How do musicians, listeners, and critics talk about synthesised sound? WP2 identifies and analyses the vernacular discourse of synthesis across different genre communities, moving beyond both the pejorative language of cloning and fakery that dominates popular commentary and the engineering terminology that cordons off synthesis as a specialist domain.

Top-down taxonomies of listening in electronic music are abundant, from Pierre Schaeffer's Traite des objets musicaux to Denis Smalley's spectromorphology. Yet little research has examined the vernacular terms and metaphors through which musicians connect synthetic sound to particular musical worlds. This is a conspicuous gap, given decades of musicological work attesting to the shifts that synthetic sound brought to listener categories and expectations. The growth of prompt-based generative AI systems that synthesise sound from semantic cues suggests that a listener-led discourse for timbre has been functionalised even where it has been little analysed.

Approach

WP2 employs natural language processing and critical discourse analysis to compile and analyse web-based text corpora drawn from genre- and practice-based discourse communities: listservs and forums engaging with synthesis and synthetic media across electroacoustic music, EDM, modular synthesis, hyperpop, organisations such as Afrorack and Music Production for Women, and online communities for AI-generated music. Analysing these makes it possible to assemble the lexical traits of synthesis among different groups, attending to how sounds, their control, and their perceived integrity are conceptualised.

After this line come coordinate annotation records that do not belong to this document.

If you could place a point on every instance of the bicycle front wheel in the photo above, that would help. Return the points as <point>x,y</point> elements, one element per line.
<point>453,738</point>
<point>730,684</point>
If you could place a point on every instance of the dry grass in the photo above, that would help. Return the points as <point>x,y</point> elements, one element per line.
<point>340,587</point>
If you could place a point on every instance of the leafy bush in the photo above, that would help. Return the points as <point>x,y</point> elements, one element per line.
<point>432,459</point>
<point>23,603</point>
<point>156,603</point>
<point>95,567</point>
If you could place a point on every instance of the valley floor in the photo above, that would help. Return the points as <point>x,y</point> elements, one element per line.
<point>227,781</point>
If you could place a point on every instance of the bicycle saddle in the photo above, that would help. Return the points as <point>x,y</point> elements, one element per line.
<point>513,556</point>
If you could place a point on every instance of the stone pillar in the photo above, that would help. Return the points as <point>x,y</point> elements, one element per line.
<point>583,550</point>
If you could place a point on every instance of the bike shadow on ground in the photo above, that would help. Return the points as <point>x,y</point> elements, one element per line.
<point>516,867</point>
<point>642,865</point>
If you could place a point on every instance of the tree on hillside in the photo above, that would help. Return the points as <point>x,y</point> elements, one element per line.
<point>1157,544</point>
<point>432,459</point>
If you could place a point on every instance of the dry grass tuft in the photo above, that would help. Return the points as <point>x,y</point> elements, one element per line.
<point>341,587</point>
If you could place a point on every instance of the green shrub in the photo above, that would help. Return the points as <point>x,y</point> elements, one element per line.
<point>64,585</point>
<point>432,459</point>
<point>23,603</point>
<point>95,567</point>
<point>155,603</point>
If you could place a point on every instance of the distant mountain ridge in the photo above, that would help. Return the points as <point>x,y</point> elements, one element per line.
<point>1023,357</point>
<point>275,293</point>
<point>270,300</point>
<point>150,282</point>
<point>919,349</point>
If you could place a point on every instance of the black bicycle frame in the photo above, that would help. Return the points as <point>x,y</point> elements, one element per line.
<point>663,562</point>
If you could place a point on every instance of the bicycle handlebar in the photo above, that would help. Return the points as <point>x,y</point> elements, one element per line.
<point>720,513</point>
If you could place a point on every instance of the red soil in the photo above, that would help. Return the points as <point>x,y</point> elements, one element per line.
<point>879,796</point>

The results will enable the creation of a richly annotated, open-access linguistic corpus whose primary purpose is to understand evolving aesthetic orientations to synthetic sound on the terms that musicians and creative technologists themselves establish. Additionally, findings will be directed toward practical settings: enhancing the cultural responsiveness of LLM training, raising new questions in timbre cognition, and improving virtual instrument design.

Methods

Natural language processing (Python/spaCy), topic modelling (TOMOTOPY), critical discourse analysis, and cognitive linguistics. Data collection via web scraping (Beautiful Soup) with cleaning and standardisation (OpenRefine).